以下のコンポーネントについては即時終了に対応しています。
ASTERIA Warp 4.4以降
- RDBGet/RDBPut/RDBMerge/SQLCall
- HTTPGet/HTTPPost/REST
- FTPGet/FTPPut/FTPScript
- Sleep
- Mutex
- EXE
ASTERIA Warp 4.5以降
- FastInsert
ASTERIA Warp 4.8以降
- ParallelSubFlow
「フローサービス管理コンソールオンラインヘルプ」の「状態」-「フロー」-「リクエスト一覧」も参照してください。

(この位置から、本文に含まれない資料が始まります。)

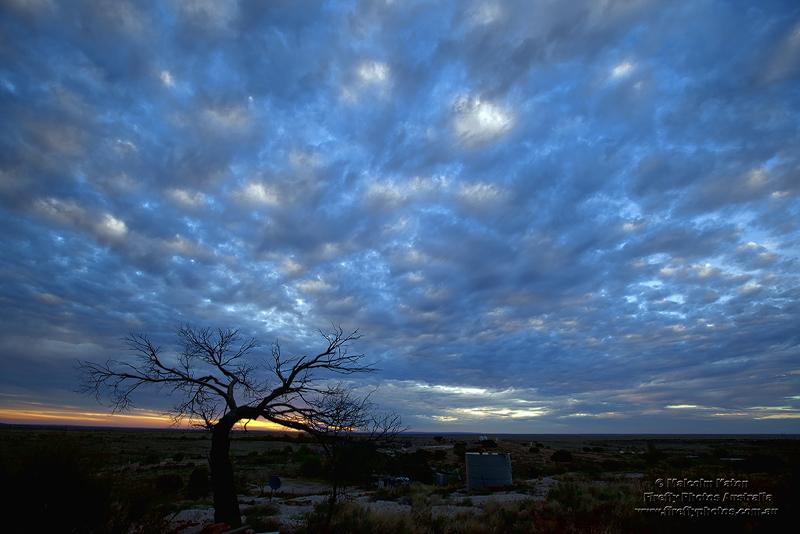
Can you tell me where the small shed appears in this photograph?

Q45外部からのトリガーでフローをデバッグできますか?
A
URL実行設定やメール監視実行設定など外部から起動したフローをデバッグすることができます。 フローデザイナーでフローを開き、「フローのデバッグ」ウィンドウの「外部からフローを実行する」チェックボックスをオンにします。「実行」ボタンをクリックすると、デバッガが実行されて待受中になります。この状態で、外部からのトリガーでフローを起動すると、デバッガがフローの開始コンポーネントで停止中になり、ここからデバッグすることができます。

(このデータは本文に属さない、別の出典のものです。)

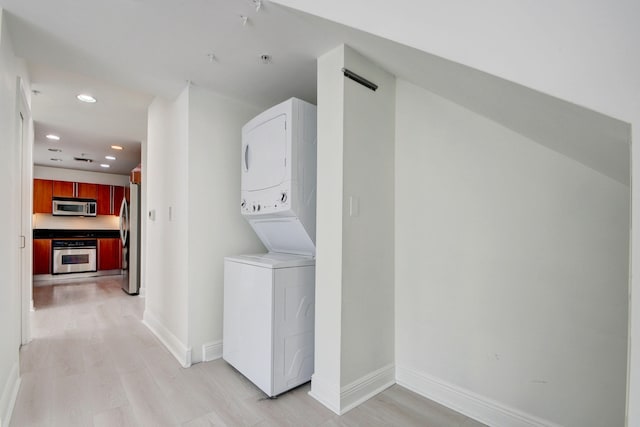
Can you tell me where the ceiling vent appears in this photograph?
[73,157,93,163]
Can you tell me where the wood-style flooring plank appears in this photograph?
[9,276,482,427]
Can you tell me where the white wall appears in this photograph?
[0,9,21,426]
[311,46,395,413]
[272,0,640,426]
[310,42,344,413]
[33,165,129,187]
[143,86,264,366]
[188,86,266,363]
[273,0,640,122]
[142,89,191,366]
[396,81,629,426]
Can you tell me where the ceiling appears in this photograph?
[0,0,630,185]
[0,0,350,174]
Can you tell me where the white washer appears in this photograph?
[223,253,315,397]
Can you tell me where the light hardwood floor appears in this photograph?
[10,277,482,427]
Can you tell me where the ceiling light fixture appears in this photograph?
[76,93,97,104]
[260,53,273,65]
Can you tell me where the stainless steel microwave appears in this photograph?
[52,197,97,216]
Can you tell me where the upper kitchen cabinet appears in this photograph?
[33,179,53,213]
[53,181,98,199]
[96,184,124,215]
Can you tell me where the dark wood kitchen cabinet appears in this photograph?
[53,181,98,199]
[96,184,112,215]
[96,184,124,215]
[53,181,76,197]
[98,238,122,270]
[33,239,51,274]
[33,178,53,213]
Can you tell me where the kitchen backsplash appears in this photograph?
[33,213,120,230]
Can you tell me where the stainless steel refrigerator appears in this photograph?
[120,183,141,295]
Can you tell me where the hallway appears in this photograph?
[10,276,482,427]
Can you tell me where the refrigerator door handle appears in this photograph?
[120,199,129,246]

Q46HttpEndで設定したCookieに有効期限を指定することはできますか?
A
HttpEndコンポーネントでCookieの有効期限を設定するには、「Cookie」プロパティの名前に「expires」を指定してDateTime型で値を設定します。
有効期限以外にも、サーバーのドメイン名やURLのサブセットを渡すこともできます。詳しくはHttpEndコンポーネントのヘルプを参照してください。

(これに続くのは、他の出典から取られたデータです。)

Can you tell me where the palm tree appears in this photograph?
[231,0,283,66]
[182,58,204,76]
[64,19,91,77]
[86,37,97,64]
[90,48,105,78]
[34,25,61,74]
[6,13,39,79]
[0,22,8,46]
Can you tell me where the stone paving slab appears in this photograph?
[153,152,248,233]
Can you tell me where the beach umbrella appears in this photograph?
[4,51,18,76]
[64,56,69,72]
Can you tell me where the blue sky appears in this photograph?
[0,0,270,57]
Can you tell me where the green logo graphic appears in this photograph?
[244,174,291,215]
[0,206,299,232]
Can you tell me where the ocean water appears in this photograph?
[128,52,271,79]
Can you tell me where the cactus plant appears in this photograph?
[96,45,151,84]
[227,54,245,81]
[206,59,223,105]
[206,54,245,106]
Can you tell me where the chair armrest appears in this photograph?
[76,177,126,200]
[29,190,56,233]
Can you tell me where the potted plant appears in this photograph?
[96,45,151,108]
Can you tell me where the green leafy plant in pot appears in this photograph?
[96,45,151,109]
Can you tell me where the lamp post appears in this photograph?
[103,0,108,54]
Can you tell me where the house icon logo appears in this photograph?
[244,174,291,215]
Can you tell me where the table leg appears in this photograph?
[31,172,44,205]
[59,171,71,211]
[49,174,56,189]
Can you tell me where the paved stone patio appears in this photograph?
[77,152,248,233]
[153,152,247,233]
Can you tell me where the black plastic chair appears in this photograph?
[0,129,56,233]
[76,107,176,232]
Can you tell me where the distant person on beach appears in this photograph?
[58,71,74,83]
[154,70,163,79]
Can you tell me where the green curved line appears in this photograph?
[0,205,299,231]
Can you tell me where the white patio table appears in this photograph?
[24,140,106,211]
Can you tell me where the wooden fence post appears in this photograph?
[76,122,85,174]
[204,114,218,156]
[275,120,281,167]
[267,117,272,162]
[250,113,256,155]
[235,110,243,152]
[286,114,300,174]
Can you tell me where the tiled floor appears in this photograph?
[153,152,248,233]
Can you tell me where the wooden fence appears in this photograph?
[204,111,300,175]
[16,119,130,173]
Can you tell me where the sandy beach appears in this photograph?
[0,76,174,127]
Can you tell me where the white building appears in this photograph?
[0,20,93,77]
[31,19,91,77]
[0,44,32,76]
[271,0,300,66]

Q47「エラー(HttpStart1): ストリームのフォーマットではありません」というエラーになってしまいます
A
HttpStartコンポーネントで開始するフローをスケジュールで実行した場合などにこのエラーが出力されます。これは、HttpStartコンポーネントで開始するフローの起動時にParameterListストリームまたはMIMEストリームが入力されることを前提としていますが、スケジュール実行ではこのようなストリームがフローに渡されないためです。
HttpStartコンポーネントで開始するフローは必ずブラウザなどから実行するようにしてください。スケジュールで起動するフローはStartコンポーネントを使うようにしてください。
フロー起動のトリガーについては「フローサービスマニュアル」の「はじめに」-「トリガーごとのフローの作成」を参照してください。